Bugün buraya utanmadan, üzülmeden, düşünmeden bebek katili özgür kalsın, umut hakkı, ev hapsi verilsin diyenlere, İmralı canisini ülke gündemine sokup, barış elçisi gibi ilan edenlere geçmişi hatırlatalım diye toplandık. Şüphesiz ki biz şehit aileleri ve gazilerin de en büyük arzusu terörün bitmesidir. Aynı acıyı hiçbir ailenin yaşamamasıdır. Ancak bunu yapmanın yolu bebek katiline özgürlük vermek değildir. Gazi Meclis bir teröriste çiğnetilmemelidir. Ne tarihimize ne de şehitlerimizin hatırasına saygısızlık yapılmamalıdır.
Denenmiş tekrar denenmez
Denenmiş tekrar denenmez. Bu aziz vatan topraklarının, atalarımızın mirası olduğu kadar, evlatlarımızın da emaneti olduğu unutulmamalıdır. Türk’ün töresinde vatana ihanetin affı yoktur. İslam’ın şiarında da zalime merhamet, mazluma ihanettir. Biz şehit aileleri ve gaziler olarak ilk açıklama yapıldığı günden bugüne yaklaşık 2,5 ay bekledik. Acaba birileri bizlerin adına çıkar tepki gösterir, bizlerin hakkını savunur mu diye. Ancak gördük ki bugüne kadar hiçbir şahıs, STK veya kurum, kuruluş tepki göstermedi. Veya gösteremedi. Bugün iş yine başa düştü. Acıyı çeken şehit aileleri ve gaziler kendi acılarını yaşarken şehitlerinin hakkını kendileri savunuyor. Sizleri vicdanlarınız ile baş başa bırakıyoruz. Allah sizlere bizim yaşadığımız acıları yaşatmasın. Bugün yaktığımız tepki meşalesini umuyoruz ki bundan sonra sizler devam ettirirsiniz. Bugün yaptığımız bu açıklamayı eleştirecek olanlar olacaktır. Onların gözlerinin içine bakarak soruyorum: Sizin oğlunuz hiç öldü mü? Ölmediyse konuşmayın, susun.
Ne mutlu Türk’üm diyene
Değerli devlet büyüklerimiz, gelin terörü şehit aileleri, gaziler ve aziz Türk milleti ile beraber bitirelim, lav edelim. Biz şehit aileleri ve gazilere de bir söz hakkı verin.
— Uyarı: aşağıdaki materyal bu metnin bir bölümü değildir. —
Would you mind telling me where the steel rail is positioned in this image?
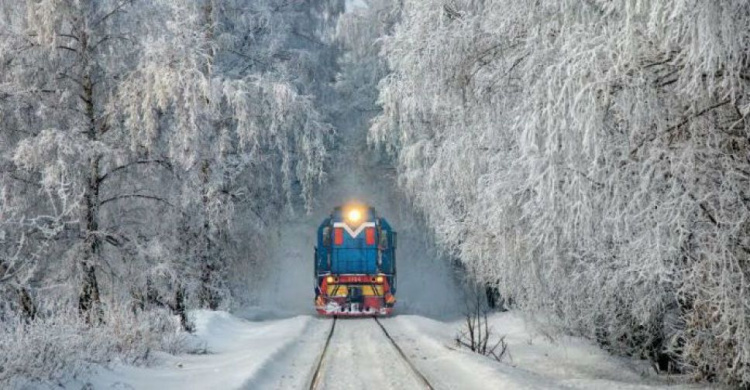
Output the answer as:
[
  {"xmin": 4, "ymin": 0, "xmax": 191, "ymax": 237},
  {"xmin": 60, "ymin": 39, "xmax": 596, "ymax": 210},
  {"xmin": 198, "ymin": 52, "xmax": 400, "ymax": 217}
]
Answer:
[
  {"xmin": 372, "ymin": 317, "xmax": 435, "ymax": 390},
  {"xmin": 309, "ymin": 316, "xmax": 337, "ymax": 390}
]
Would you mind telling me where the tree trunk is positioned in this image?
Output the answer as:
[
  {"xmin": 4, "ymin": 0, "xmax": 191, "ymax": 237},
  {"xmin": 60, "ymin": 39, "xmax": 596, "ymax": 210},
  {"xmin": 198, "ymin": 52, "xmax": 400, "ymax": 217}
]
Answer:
[
  {"xmin": 199, "ymin": 159, "xmax": 220, "ymax": 310},
  {"xmin": 78, "ymin": 58, "xmax": 104, "ymax": 323},
  {"xmin": 198, "ymin": 0, "xmax": 221, "ymax": 310}
]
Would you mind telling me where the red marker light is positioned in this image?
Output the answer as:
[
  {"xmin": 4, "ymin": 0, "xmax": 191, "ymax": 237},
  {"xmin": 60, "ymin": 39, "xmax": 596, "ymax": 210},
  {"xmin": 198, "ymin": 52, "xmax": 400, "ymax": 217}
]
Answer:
[
  {"xmin": 333, "ymin": 228, "xmax": 344, "ymax": 245},
  {"xmin": 365, "ymin": 228, "xmax": 375, "ymax": 245}
]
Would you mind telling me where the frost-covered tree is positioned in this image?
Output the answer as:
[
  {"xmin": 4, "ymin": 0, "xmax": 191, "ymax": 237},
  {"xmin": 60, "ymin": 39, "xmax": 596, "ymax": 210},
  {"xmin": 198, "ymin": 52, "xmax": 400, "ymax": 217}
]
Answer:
[
  {"xmin": 370, "ymin": 0, "xmax": 750, "ymax": 384},
  {"xmin": 0, "ymin": 0, "xmax": 343, "ymax": 383},
  {"xmin": 123, "ymin": 1, "xmax": 340, "ymax": 308}
]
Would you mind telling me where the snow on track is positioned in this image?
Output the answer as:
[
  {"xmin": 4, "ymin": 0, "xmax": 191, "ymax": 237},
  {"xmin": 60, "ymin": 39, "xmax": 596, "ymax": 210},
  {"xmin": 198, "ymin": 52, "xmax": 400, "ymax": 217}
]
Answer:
[
  {"xmin": 76, "ymin": 311, "xmax": 712, "ymax": 390},
  {"xmin": 318, "ymin": 318, "xmax": 432, "ymax": 390}
]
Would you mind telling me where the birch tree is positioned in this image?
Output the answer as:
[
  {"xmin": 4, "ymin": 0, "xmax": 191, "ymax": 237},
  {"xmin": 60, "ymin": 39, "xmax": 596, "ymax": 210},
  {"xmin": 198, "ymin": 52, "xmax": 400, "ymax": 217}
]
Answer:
[{"xmin": 370, "ymin": 0, "xmax": 750, "ymax": 384}]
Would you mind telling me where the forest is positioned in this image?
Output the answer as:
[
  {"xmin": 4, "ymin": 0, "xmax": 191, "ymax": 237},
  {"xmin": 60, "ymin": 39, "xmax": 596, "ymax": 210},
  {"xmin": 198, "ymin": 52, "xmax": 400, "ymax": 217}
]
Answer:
[{"xmin": 0, "ymin": 0, "xmax": 750, "ymax": 387}]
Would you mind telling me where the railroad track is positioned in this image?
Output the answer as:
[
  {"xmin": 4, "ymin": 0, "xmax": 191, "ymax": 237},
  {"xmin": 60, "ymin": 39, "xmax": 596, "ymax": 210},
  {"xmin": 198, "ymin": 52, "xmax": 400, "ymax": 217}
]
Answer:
[
  {"xmin": 310, "ymin": 317, "xmax": 338, "ymax": 390},
  {"xmin": 310, "ymin": 317, "xmax": 435, "ymax": 390},
  {"xmin": 372, "ymin": 317, "xmax": 435, "ymax": 390}
]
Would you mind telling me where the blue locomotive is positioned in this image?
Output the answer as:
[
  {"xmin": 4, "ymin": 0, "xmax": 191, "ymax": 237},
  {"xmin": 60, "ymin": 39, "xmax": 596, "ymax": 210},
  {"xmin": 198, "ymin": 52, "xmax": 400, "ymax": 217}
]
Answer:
[{"xmin": 315, "ymin": 204, "xmax": 397, "ymax": 316}]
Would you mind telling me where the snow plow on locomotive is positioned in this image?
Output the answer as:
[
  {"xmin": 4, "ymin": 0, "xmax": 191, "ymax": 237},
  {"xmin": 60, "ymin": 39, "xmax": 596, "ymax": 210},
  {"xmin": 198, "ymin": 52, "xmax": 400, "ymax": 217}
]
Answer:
[{"xmin": 315, "ymin": 204, "xmax": 397, "ymax": 316}]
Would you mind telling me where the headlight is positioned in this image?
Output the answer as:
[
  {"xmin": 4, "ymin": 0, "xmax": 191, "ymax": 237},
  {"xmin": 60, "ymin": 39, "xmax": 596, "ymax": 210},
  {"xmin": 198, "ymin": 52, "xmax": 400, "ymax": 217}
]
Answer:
[{"xmin": 346, "ymin": 209, "xmax": 362, "ymax": 222}]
Sineyi millete gidelim. Şehitlerimizin katilinin nasıl cezalandırılacağına şehit ailelerimiz karar versin. Dinimizde de bu kısastır. Anneler affederse salıverin. Affetmez, asılsın derlerse asılsın. Terörle müzakere edilmez, mücadele edilir. Tarihi tekrar tekerrür ettirmeyin. Çünkü her deneme sonucunda canı yanan, acıları tazelenen bizler oluyoruz.
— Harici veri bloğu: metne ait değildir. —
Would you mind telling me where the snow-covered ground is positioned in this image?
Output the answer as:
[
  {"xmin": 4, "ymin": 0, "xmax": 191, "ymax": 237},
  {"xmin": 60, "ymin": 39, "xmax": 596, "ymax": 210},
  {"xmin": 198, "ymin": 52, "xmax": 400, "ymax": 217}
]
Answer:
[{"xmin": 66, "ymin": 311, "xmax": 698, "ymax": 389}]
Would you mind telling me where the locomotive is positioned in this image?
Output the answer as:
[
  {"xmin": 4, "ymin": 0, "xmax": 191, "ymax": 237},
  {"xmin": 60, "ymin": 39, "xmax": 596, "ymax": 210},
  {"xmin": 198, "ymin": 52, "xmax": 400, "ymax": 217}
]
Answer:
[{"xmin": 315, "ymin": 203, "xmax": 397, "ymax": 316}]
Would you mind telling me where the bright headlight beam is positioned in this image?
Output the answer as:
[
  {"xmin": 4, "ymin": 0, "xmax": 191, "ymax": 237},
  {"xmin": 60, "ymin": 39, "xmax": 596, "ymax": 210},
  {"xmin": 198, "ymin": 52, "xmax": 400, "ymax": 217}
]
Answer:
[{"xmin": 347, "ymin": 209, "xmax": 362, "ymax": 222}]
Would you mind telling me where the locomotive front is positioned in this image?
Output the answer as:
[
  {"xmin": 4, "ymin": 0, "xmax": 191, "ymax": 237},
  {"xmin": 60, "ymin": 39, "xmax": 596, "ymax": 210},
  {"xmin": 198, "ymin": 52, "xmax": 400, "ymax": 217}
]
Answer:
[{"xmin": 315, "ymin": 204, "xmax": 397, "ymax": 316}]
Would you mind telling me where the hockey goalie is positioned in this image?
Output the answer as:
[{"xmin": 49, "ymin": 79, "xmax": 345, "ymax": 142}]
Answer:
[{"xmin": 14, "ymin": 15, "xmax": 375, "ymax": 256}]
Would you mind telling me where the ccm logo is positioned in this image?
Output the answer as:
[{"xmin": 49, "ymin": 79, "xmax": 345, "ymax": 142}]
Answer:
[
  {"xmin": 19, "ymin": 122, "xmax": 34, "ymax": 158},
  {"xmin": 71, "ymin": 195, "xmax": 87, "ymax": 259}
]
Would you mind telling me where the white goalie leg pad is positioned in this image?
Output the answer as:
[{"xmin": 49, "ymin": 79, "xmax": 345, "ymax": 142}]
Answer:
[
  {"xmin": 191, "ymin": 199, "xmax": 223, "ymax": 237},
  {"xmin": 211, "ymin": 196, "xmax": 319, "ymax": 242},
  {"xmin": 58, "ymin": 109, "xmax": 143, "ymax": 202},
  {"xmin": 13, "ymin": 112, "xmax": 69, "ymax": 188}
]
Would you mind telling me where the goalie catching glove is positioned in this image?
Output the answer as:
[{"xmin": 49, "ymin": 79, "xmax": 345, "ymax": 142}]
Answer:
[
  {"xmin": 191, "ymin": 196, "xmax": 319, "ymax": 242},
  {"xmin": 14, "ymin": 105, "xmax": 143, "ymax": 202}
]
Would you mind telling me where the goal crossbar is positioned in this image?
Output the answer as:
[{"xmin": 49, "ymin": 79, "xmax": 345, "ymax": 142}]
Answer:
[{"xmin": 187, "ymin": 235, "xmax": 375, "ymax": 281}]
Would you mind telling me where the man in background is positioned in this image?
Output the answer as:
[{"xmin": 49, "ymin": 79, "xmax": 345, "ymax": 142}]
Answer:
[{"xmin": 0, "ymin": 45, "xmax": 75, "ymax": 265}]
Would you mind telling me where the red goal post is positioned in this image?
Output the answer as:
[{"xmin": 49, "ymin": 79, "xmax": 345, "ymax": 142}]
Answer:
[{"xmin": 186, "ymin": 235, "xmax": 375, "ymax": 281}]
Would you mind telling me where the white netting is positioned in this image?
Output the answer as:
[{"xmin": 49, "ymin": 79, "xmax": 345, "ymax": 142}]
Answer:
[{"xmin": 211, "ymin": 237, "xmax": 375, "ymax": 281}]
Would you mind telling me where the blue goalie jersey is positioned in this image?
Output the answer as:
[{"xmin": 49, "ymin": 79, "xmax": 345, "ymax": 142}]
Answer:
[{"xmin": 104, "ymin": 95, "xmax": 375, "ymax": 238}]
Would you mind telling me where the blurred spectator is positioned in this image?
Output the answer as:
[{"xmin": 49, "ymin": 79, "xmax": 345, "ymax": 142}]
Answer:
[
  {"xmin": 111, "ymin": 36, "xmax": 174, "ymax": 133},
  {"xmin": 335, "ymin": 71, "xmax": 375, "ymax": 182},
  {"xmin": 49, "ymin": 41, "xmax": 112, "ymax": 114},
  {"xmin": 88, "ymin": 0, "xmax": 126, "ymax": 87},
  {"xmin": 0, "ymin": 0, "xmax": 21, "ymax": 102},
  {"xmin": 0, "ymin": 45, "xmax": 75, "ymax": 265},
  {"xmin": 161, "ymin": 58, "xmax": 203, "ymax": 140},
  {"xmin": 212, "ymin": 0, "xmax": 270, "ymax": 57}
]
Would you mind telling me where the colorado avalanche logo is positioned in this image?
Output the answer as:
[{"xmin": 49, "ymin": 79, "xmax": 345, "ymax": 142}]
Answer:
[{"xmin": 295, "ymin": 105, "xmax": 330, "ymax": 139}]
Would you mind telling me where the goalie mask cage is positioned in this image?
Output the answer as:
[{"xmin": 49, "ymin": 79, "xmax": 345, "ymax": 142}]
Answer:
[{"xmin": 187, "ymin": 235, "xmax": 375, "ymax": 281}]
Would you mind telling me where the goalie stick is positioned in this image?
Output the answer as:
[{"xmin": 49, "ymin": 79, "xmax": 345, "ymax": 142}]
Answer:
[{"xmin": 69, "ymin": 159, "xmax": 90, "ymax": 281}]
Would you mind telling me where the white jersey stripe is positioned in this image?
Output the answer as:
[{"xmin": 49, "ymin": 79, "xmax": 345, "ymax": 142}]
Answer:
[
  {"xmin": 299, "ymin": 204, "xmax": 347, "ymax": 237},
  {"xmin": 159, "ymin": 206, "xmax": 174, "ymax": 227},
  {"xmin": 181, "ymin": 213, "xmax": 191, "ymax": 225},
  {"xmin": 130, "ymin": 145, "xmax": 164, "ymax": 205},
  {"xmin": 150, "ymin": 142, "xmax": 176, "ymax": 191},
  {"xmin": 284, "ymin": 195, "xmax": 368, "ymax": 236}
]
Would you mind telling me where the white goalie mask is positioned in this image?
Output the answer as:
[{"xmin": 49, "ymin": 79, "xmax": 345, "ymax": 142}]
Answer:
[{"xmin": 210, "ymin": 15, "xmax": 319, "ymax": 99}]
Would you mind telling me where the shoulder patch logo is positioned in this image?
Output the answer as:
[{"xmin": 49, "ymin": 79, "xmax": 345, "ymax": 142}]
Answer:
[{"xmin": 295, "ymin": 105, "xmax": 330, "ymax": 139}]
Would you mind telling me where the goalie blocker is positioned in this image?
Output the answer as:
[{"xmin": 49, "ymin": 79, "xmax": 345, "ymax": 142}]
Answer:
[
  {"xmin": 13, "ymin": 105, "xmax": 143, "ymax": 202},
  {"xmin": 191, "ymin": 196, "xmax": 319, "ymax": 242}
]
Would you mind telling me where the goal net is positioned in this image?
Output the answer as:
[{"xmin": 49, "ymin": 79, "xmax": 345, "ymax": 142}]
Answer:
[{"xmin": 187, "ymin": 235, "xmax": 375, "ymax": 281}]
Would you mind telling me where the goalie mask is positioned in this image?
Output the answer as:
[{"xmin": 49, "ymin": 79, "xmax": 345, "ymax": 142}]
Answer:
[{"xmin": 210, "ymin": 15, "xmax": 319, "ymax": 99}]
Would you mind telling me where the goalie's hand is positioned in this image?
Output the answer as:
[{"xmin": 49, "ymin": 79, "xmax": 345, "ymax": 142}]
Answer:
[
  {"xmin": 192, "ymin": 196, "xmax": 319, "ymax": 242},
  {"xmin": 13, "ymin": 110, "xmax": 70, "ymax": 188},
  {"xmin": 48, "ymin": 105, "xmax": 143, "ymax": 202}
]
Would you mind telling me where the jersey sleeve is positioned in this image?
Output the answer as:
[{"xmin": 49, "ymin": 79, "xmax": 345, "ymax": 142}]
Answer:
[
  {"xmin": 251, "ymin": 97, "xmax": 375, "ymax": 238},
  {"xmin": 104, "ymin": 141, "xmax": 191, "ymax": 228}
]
Atamızın izinde, şehitlerimizin ışığında bizlere bıraktıkları emanetlere sonsuza kadar sahip çıkacağımıza, yüce Türk milletinin mutluluğu, vatanımızın bütünlüğü ve bağımsızlığı için ölüme koşacağımıza söz veriyoruz. Örneğimizi aziz şehitlerimizden, gücümüzü Türk ulusundan alacağız. İnançlı, bilinçli ve kararlıyız. Türk bayrağı ebediyen yükseklerde dalgalanacak, Türk vatanı sonsuza kadar hür ve bağımsız kalacaktır.
Ne mutlu vatanı için şehit olanlara! Ne mutlu Türk’üm diyene! Ruhları şad olsun.